Two technology grade groups backed by Amazon, Facebook, Google, and Twitter among others, on Thursday challenged the constitutionality of a new Florida law, SB 7072, that prohibits social media companies from deplatforming state political candidates and establishes a right for citizens to sue over platform moderation decisions.
SB 7072 [PDF] was signed into law on Monday by Republican Party Florida Governor Ron DeSantis, ostensibly to curb content moderation actions that “discriminate in favor of the dominant Silicon Valley ideology.” This was prompted by the suspension of former President Trump’s Facebook and Twitter accounts for stirring up violence during the January 6, 2021 insurrection at the US Capitol.
The law, which contains an exemption for theme park operators so as not to inconvenience two politically influential companies operating in the state – The Walt Disney Company and the Universal Studios owner Comcast – was promptly excoriated by US Senator Ron Wyden (D-OR) as unconstitutional.

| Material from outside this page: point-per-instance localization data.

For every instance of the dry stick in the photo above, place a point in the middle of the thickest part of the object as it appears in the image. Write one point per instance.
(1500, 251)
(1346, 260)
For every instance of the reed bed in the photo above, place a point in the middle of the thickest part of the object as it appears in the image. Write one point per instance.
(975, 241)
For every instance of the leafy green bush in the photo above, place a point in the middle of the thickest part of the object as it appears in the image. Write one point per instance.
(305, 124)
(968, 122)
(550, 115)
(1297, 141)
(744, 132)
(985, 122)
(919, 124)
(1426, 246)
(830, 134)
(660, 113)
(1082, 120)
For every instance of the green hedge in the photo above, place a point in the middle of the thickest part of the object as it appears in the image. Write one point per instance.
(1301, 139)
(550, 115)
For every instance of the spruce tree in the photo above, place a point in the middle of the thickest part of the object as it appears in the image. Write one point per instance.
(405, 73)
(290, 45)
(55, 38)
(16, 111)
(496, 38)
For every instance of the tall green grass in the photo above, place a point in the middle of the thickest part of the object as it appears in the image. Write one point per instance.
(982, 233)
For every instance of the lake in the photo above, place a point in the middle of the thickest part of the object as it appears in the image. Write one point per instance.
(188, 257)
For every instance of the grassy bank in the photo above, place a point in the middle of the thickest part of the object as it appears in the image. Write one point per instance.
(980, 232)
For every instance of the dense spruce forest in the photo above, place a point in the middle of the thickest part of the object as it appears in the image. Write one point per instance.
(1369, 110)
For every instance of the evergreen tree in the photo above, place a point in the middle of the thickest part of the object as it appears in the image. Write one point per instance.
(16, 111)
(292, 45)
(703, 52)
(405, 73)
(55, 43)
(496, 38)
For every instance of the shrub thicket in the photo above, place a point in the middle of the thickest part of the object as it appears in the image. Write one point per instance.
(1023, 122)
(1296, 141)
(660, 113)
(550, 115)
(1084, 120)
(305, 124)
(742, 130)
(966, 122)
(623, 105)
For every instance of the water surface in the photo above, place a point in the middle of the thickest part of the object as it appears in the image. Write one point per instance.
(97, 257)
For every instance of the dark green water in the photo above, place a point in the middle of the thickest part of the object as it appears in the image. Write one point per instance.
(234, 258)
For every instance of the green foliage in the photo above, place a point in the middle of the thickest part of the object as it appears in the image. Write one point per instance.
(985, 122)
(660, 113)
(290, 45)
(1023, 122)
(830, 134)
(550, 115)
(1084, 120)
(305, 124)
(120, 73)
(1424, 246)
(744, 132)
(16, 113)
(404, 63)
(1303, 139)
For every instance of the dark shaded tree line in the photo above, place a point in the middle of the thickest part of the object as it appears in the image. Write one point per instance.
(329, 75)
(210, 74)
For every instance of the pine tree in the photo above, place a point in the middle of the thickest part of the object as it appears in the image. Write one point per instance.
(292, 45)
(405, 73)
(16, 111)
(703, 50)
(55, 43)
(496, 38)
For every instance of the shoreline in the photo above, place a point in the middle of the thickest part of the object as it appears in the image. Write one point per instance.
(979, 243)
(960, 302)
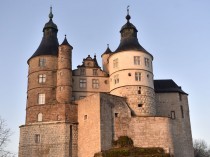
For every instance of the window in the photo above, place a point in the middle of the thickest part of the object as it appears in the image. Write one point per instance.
(139, 91)
(41, 99)
(42, 62)
(180, 97)
(95, 83)
(116, 79)
(136, 60)
(37, 138)
(85, 117)
(146, 61)
(173, 116)
(82, 83)
(42, 78)
(81, 97)
(95, 72)
(82, 71)
(39, 117)
(140, 105)
(182, 111)
(137, 76)
(115, 63)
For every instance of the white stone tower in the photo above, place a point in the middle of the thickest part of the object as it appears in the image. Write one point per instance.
(131, 74)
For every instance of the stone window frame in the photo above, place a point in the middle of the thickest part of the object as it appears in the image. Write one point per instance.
(116, 79)
(173, 115)
(146, 62)
(42, 62)
(95, 72)
(136, 60)
(40, 117)
(37, 138)
(115, 63)
(82, 71)
(82, 83)
(42, 78)
(182, 111)
(41, 98)
(95, 83)
(137, 76)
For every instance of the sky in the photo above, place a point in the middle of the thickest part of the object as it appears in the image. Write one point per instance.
(176, 33)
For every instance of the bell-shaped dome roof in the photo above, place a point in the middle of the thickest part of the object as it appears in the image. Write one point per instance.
(49, 44)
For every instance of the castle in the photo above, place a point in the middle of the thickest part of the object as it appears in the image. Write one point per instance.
(77, 113)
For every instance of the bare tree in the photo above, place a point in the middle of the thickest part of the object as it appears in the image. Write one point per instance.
(5, 133)
(201, 148)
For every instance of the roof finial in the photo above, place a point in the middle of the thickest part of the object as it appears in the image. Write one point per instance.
(128, 17)
(51, 14)
(128, 10)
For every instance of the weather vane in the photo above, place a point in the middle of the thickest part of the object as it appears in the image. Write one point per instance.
(128, 9)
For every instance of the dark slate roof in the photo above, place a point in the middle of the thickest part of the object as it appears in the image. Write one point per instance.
(167, 86)
(108, 51)
(130, 43)
(65, 42)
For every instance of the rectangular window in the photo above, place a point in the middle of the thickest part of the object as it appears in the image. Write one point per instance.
(81, 97)
(82, 83)
(42, 62)
(136, 60)
(137, 76)
(95, 73)
(82, 71)
(146, 61)
(173, 116)
(41, 99)
(116, 79)
(95, 83)
(37, 138)
(115, 63)
(182, 111)
(42, 78)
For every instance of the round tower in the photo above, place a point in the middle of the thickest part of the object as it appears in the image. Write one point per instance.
(64, 73)
(41, 75)
(105, 61)
(131, 73)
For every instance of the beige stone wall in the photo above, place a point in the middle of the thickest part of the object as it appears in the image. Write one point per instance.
(64, 75)
(146, 98)
(54, 140)
(111, 107)
(89, 90)
(181, 128)
(89, 140)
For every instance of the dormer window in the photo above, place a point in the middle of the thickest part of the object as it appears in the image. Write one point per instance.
(42, 62)
(115, 63)
(82, 71)
(42, 78)
(95, 73)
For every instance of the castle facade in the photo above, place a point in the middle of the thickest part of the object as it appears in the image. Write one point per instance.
(77, 113)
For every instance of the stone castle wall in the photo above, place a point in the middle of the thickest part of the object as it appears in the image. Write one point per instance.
(181, 128)
(141, 99)
(53, 141)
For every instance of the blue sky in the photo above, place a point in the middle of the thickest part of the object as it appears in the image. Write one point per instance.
(177, 33)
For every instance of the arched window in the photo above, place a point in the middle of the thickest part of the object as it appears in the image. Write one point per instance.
(39, 117)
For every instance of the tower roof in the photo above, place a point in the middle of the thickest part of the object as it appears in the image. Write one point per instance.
(108, 51)
(65, 42)
(49, 44)
(129, 40)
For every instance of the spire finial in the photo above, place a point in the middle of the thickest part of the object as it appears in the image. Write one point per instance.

“Following Donald Trump’s lead, Republican-led states are determined to pass laws to force websites and apps to host lies, misinformation and other slime, with full knowledge that those laws are unconstitutional,” said Wyden in a statement.
“The latest such example out of Florida – which compels online sites to host the speech of politicians – is particularly egregious, and an invitation for extremists, racists and liars to register as political candidates just to keep their posts online.”
Wyden said that the First Amendment of the US Constitution makes it clear that states cannot compel private companies to host speech, especially from politicians. The First Amendment only covers government control of speech.